During the meeting, various consumer issues tabled by a representative from the Consumers Federation of Kenya (COFEK) were addressed. CA also made a presentation on the background of digital migration in Kenya, the extent of current coverage, the advantage of using phases in the ASO and the need to implement the ASO datelines to be set at least 2 months in advance of the ITU June 17 2015 deadline in order to have sufficient time to address any emerging challenges. The meeting agreed to postpone decision on the ASO date till the next meeting in order to accommodate views from the three media houses.


  1. November 13, 2014: The Second consultative meeting on the Analogue Switch Off – Sarova Stanley Hotel, Nairobi


The second consultative meeting attracted a total of thirty participants from the twelve parties to the suit, including a participant from The Standard Group representing the three media houses.


The meeting appreciated that COFEK concerns had been addressed. The meeting in principle agreed with the proposal to have a phased switch-off and not a one-time countrywide switch-off.


The three media houses requested for time to further consult amongst themselves and with the CA on the matter. This was agreed after lengthy discussion. CA was required to organize the last consultative forum to deliberate and announce the ASO date.


  1. November 20, 2014: The Third consultative meeting on the Analogue Switch-Off – CA Centre.


The meeting was attended by thirty-one participants from the twelve parties to the suit, including representatives from the three media houses.


The meeting again received a request for more time for the three media houses to consult with the CA on the ASO date. This was not well received by other parties who raised concerns that the three media houses were trying to dictate issues on the ASO dates. However, after lengthy deliberations, the meeting agreed that CA consults with the media houses and calls for a final meeting to announce the ASO date after seven days.


  1. November 28,2014: The Fourth consultative meeting on the Analogue Switch-Off – CA Centre.


The breakfast meeting held at CA was attended by twenty one participants drawn from the twelve parties to the suit.


Despite the differing views on the ASO, the three phased switch-off was adopted as follows:-


  • Phase 1: December 31,2014: Analogue TV transmitters in Nairobi and its environs shall be switched off .


  • Phase 2: February 2,2015: Switch off of analogue TV transmitters in Mombasa, Malindi, Nyeri, Meru, Kisumu, Webuye, Kakamega, Kisii, Nakuru, Eldoret, Nyahururu (Nyadundo), Machakos, Narok and Loldiani (Rongai)

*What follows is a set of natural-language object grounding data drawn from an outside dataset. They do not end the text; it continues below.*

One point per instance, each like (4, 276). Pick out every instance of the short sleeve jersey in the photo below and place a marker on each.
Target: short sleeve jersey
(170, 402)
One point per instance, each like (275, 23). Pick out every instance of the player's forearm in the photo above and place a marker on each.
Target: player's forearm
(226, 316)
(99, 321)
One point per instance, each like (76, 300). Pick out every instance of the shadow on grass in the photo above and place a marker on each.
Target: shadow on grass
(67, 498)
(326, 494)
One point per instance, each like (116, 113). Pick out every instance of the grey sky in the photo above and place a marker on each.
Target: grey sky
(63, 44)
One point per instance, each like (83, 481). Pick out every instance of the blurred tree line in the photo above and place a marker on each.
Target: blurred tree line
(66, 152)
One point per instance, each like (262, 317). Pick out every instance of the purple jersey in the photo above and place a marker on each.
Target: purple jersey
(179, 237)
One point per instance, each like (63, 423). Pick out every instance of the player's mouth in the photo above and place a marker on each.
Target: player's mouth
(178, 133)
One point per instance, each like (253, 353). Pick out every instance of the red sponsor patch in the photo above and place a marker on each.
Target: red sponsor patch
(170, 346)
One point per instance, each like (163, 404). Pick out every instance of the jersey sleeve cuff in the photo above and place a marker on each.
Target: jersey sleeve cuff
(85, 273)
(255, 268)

  • Phase 3: March 30,2015: Switch off of analogue TV transmitters in Garissa, Kitui, Lodwar, Lokichogio, Kapenguria, Kabarnet, Migori, Voi (Vuria), Mbwinzau/Kibwezi, Namanga and any other remaining sites


On the same day, the CA held a Press Conference and officially announced the above-mentioned ASO dates.  Following the announcement, the three media houses continued to run negative publicity regarding the ASO dates.

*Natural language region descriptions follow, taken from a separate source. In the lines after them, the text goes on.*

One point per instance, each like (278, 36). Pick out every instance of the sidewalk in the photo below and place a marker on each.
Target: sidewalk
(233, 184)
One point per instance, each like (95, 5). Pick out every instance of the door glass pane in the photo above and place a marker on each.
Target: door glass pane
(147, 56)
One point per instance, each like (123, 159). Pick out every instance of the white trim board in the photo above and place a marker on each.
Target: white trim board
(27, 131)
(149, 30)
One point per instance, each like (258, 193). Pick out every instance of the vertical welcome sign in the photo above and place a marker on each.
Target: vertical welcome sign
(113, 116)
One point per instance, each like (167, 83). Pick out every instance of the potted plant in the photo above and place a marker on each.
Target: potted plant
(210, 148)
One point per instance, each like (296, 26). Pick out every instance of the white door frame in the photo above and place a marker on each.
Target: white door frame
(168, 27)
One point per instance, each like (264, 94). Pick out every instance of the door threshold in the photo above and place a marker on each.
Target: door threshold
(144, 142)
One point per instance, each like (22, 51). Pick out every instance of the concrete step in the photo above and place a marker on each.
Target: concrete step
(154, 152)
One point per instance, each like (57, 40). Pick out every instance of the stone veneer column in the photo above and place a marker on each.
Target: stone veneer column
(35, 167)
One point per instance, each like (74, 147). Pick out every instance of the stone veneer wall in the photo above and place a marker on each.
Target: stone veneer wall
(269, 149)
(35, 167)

The Authority in exercise of its mandate has taken various steps to ensure that the Digital Migration Process is implemented in a reasonable way bearing in mind the interests of all stakeholders in the industry and the interests of the people of Kenya.


  1. DO YOU REQUIRE A SPECIFIC SET TOP BOXES (STB) TO RECEIVE FTA CHANNELS                                                                                                                              Consumers do not need a specific Set Top Box to receive and watch Free-to-Air (FTA) channels. Any Type approved FTA set Top Box should be able to receive all Free to air channels.

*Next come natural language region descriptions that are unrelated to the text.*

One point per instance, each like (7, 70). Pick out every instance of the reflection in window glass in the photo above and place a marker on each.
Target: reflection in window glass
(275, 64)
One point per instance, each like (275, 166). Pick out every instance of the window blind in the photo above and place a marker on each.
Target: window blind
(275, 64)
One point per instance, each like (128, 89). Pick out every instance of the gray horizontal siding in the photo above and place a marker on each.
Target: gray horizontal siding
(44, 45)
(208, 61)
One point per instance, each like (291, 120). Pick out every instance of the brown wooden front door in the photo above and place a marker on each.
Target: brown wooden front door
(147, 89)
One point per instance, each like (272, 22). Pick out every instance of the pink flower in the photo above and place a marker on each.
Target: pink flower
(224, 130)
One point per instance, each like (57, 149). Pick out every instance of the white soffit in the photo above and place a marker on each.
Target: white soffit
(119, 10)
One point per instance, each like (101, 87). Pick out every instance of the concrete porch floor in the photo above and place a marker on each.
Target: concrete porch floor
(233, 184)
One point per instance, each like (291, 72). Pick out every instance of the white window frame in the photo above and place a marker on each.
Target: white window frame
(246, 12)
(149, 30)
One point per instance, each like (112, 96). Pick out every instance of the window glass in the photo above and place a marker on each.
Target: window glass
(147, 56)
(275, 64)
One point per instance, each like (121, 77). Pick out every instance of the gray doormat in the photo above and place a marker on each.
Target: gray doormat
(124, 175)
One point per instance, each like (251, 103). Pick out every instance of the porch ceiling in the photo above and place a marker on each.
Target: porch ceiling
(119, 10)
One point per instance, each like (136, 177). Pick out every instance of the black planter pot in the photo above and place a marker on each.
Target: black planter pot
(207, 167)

The Authority Approves set top boxes and Integrated Digital TVs for use in Kenya, details are available on the Digital Kenya website:



 The Authority has embarked on massive Consumer Awareness campaigns across the country to empower the Consumers using various platforms including; Agricultural Society of Kenya (ASK) Shows and Exhibition, County ICT Consumer Forums, Road Shows, Interviews in Electronic & Print media, Advertisements on Electronic & Print including Bill Boards, SMSs, on-line platforms among others


The Authority has licensed over 60 Set Top Box Vendors to stimulate competition in the market. This has resulted into making the STBs more accessible and affordable.